Bizler İnebolu'da "Kapıyı kapatma, biraz aralık bırak" yerine  GAPIYI GIYGAŞUK BIRAK cümlesini kullanırız.

"Sus, fazla sesin çıkmasın" demeyiz, kısaca SÜSETME deriz meselâ... 

"Alda gel" yerine ÂBERİ deriz.

Yürüyüşünde birazcık kibirlilik olana hemen lafı yapıştırırız GIRIŞAK diye...

"Şuraya doğru git" demeyiz, ÂKURU GİT deriz...

"Çok az" yerine CİTGATÇA deriz...

"Rahat durmayana" FIYILDAMA, "Kıkır kıkır gülene" FİNGİRDEME deriz.

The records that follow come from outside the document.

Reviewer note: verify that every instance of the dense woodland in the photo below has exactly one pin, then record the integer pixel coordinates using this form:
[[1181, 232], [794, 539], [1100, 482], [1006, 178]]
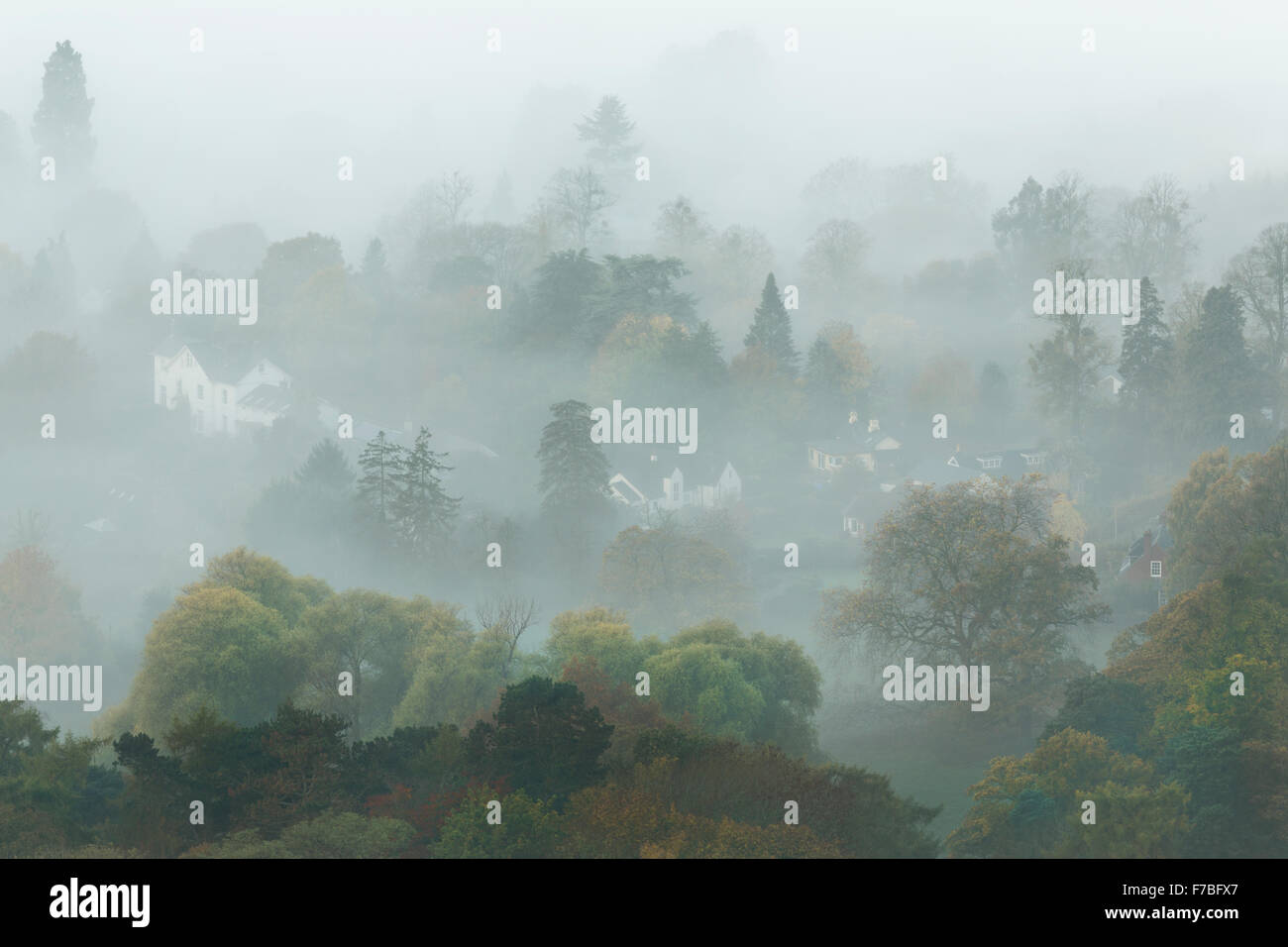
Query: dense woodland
[[353, 671]]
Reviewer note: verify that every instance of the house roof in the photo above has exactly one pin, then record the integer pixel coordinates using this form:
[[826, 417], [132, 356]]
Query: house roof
[[224, 364], [273, 398], [951, 470], [635, 463]]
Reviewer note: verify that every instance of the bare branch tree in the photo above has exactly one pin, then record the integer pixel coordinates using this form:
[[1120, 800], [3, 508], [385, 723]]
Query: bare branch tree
[[506, 617], [451, 193]]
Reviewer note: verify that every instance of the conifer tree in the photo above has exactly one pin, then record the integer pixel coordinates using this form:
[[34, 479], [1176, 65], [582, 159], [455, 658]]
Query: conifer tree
[[421, 509], [772, 329], [60, 128], [380, 462]]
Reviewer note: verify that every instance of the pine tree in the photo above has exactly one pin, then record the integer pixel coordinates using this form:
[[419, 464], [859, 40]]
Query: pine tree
[[608, 131], [772, 329], [421, 509], [380, 463], [574, 468], [60, 127], [1219, 371], [326, 470], [574, 479], [1145, 361]]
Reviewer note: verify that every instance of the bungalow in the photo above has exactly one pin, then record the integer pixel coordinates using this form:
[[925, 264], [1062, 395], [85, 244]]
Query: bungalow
[[1147, 556], [967, 466], [666, 480], [874, 451]]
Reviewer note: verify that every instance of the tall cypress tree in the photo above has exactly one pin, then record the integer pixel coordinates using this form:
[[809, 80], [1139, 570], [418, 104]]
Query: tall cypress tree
[[380, 462], [1145, 361], [574, 468], [60, 127], [772, 329], [421, 509], [574, 479], [1218, 368]]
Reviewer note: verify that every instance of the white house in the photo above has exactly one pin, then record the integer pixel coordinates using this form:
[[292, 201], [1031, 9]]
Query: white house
[[226, 390], [688, 484], [868, 453]]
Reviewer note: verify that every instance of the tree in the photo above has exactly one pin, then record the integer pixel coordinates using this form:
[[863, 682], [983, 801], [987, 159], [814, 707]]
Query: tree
[[288, 264], [608, 132], [1145, 364], [833, 261], [40, 613], [1108, 707], [1218, 371], [380, 462], [1224, 508], [1260, 275], [215, 647], [505, 618], [579, 200], [666, 579], [423, 510], [1064, 368], [1154, 234], [837, 372], [366, 634], [265, 579], [1043, 230], [1031, 806], [60, 128], [973, 575], [681, 227], [528, 827], [562, 295], [640, 285], [772, 329], [544, 738], [574, 474], [451, 193]]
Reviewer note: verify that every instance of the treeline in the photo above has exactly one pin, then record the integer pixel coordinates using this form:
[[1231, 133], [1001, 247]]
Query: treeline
[[1181, 742], [548, 775]]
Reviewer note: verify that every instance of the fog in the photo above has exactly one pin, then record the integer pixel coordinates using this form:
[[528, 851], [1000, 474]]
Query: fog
[[867, 158]]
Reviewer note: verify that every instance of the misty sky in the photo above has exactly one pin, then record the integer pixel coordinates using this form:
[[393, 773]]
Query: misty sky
[[253, 127]]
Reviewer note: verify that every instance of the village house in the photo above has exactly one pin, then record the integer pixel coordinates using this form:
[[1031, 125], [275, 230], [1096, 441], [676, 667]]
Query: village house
[[1146, 557], [874, 451], [226, 390], [665, 480], [967, 466]]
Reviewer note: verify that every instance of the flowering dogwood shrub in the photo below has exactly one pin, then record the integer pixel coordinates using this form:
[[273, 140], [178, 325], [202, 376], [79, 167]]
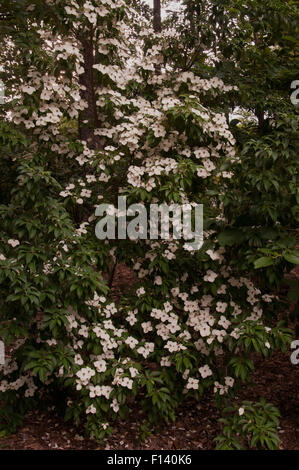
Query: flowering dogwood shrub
[[100, 114]]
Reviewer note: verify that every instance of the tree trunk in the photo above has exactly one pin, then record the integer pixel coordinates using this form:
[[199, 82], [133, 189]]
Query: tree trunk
[[88, 120]]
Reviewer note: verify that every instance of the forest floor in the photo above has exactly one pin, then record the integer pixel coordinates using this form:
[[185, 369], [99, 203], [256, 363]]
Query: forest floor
[[276, 379]]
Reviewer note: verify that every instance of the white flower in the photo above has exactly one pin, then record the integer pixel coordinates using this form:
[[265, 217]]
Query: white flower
[[205, 371], [13, 242]]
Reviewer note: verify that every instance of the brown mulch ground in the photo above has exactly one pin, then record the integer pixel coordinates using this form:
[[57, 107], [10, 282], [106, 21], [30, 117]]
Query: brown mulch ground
[[276, 379]]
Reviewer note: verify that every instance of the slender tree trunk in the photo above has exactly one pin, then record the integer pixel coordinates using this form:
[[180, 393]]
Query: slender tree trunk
[[88, 117], [157, 16], [157, 24]]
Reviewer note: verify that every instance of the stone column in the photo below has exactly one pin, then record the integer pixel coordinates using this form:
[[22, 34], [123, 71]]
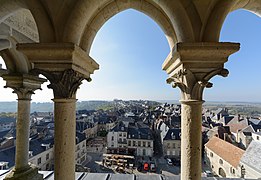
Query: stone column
[[64, 85], [24, 86], [65, 130], [191, 139], [190, 67], [65, 65]]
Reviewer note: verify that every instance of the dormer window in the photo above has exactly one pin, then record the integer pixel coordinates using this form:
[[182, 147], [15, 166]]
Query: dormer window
[[30, 154]]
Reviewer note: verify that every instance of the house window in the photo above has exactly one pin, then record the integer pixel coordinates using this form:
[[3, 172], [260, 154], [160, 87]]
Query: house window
[[232, 170], [39, 161], [47, 156], [47, 167]]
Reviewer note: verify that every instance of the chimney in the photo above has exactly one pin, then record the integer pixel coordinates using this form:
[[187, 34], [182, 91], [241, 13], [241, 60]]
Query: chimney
[[225, 136]]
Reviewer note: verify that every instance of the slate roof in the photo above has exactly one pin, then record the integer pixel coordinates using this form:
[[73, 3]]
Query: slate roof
[[80, 137], [36, 145], [252, 156], [3, 133], [139, 131], [7, 120], [173, 134], [8, 155], [49, 175], [237, 127], [254, 121], [225, 150], [120, 127]]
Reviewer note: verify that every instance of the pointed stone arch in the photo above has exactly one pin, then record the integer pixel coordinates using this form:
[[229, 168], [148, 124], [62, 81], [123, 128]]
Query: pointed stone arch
[[84, 23], [211, 33]]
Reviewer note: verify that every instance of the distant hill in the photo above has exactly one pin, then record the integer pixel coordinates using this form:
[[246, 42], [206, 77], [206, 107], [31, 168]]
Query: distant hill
[[48, 106]]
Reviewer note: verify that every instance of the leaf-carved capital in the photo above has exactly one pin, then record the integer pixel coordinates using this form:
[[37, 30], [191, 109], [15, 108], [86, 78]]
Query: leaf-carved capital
[[23, 85], [64, 83], [192, 84]]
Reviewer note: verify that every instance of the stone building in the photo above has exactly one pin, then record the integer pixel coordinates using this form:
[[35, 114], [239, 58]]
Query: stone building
[[130, 138], [53, 38], [172, 143], [250, 163], [223, 158]]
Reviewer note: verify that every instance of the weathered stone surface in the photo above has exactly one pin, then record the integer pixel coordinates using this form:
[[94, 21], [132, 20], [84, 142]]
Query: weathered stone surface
[[192, 65], [25, 174]]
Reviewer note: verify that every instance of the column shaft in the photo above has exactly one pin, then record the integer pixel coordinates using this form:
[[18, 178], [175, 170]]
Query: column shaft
[[22, 134], [191, 118], [64, 147]]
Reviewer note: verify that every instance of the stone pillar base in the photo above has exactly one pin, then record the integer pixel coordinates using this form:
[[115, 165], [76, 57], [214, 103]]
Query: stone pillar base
[[30, 173]]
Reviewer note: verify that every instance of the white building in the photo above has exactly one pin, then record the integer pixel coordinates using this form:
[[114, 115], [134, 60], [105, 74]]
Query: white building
[[250, 163], [130, 138], [223, 158]]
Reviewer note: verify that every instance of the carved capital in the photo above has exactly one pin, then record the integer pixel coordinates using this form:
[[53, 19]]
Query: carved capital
[[23, 85], [192, 65], [64, 83], [190, 85]]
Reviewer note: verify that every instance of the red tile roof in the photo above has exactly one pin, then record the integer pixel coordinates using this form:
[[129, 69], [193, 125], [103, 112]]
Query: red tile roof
[[225, 150]]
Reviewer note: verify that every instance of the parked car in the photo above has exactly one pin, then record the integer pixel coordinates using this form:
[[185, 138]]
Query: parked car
[[208, 173], [169, 162], [176, 162], [152, 167], [146, 166]]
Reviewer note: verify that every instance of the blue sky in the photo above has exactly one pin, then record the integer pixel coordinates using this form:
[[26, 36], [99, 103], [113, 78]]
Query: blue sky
[[131, 48]]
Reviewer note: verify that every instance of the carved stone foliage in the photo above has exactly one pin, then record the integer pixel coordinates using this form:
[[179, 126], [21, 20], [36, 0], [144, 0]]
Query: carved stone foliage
[[192, 84], [63, 83], [23, 93], [23, 85], [190, 66]]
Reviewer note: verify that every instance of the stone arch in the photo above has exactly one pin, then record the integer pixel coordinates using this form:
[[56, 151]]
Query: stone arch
[[85, 22], [38, 12], [216, 19], [15, 61], [221, 172], [33, 26]]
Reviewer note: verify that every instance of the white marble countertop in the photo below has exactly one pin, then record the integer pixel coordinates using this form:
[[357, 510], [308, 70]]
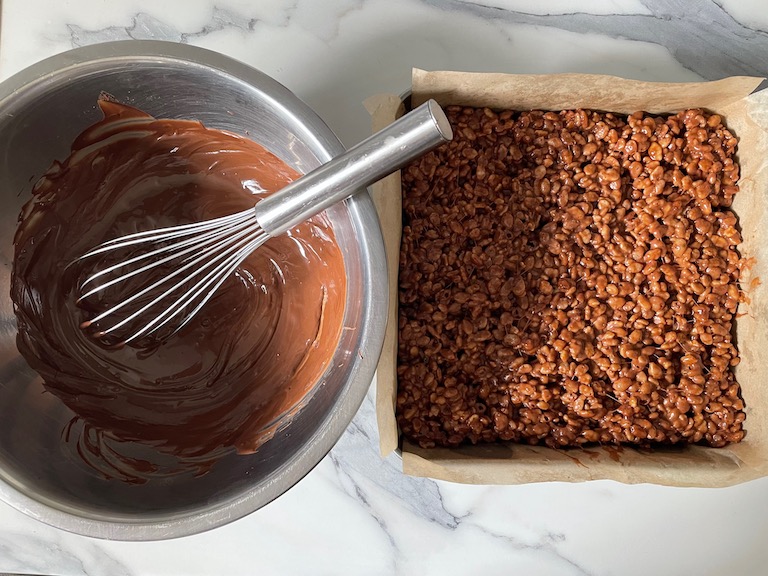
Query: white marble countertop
[[357, 514]]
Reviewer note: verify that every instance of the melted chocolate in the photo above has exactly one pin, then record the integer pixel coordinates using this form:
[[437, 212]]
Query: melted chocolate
[[241, 366]]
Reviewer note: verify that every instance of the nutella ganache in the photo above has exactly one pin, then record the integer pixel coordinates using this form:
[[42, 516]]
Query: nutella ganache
[[243, 364]]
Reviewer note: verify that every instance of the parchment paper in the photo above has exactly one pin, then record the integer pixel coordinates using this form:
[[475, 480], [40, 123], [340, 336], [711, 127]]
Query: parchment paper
[[746, 115]]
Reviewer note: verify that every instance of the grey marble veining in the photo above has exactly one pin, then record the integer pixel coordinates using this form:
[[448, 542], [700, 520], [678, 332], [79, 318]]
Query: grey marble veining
[[356, 513]]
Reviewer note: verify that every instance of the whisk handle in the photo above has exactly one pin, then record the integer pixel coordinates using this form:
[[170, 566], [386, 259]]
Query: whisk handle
[[407, 138]]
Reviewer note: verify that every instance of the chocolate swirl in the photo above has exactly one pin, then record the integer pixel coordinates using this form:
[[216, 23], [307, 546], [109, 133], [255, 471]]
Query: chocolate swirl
[[242, 364]]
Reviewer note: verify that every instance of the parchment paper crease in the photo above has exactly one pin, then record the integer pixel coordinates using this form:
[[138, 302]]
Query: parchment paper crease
[[746, 114]]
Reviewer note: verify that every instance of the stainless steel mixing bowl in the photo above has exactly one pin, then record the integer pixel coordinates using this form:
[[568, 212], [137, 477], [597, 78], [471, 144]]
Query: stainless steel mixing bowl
[[42, 109]]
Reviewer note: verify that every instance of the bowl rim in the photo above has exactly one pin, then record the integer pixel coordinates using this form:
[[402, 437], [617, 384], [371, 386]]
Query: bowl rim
[[373, 320]]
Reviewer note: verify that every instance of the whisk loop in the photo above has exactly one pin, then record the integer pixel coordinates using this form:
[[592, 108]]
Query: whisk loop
[[202, 255]]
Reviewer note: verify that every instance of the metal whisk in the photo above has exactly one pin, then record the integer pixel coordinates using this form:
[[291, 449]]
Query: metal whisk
[[205, 254]]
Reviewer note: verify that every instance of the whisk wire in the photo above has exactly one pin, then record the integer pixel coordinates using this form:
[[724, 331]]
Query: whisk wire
[[176, 250], [230, 244]]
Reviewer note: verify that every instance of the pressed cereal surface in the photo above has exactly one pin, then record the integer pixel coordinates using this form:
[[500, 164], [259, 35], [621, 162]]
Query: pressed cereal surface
[[569, 278]]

"Her gördüğünü yiyene" SÜMTÜK deriz.

"Giyim kuşamına özen göstermeyene" SÜLEPE deriz.

"İshal oldum" demezler de AMEL OLDUM derler.

"Dengesiz hareketler sergileyene" SARSUK denir.

Aşı boyalı evlerimizin lavaboları ÇAĞ YANI - dolapları TERCE - rafları SERGEN - merdivenleri PASAK - tuvaletleri HELÂ dır.

Bunlar gibi pek çok kelimelerin kullanıldığı İnebolu'ya özgü ilginç ifadelerle mutlu ve huzurlu, stresten uzak, sağlıklı bir yaşam temennisiyle yazımı noktalıyorum.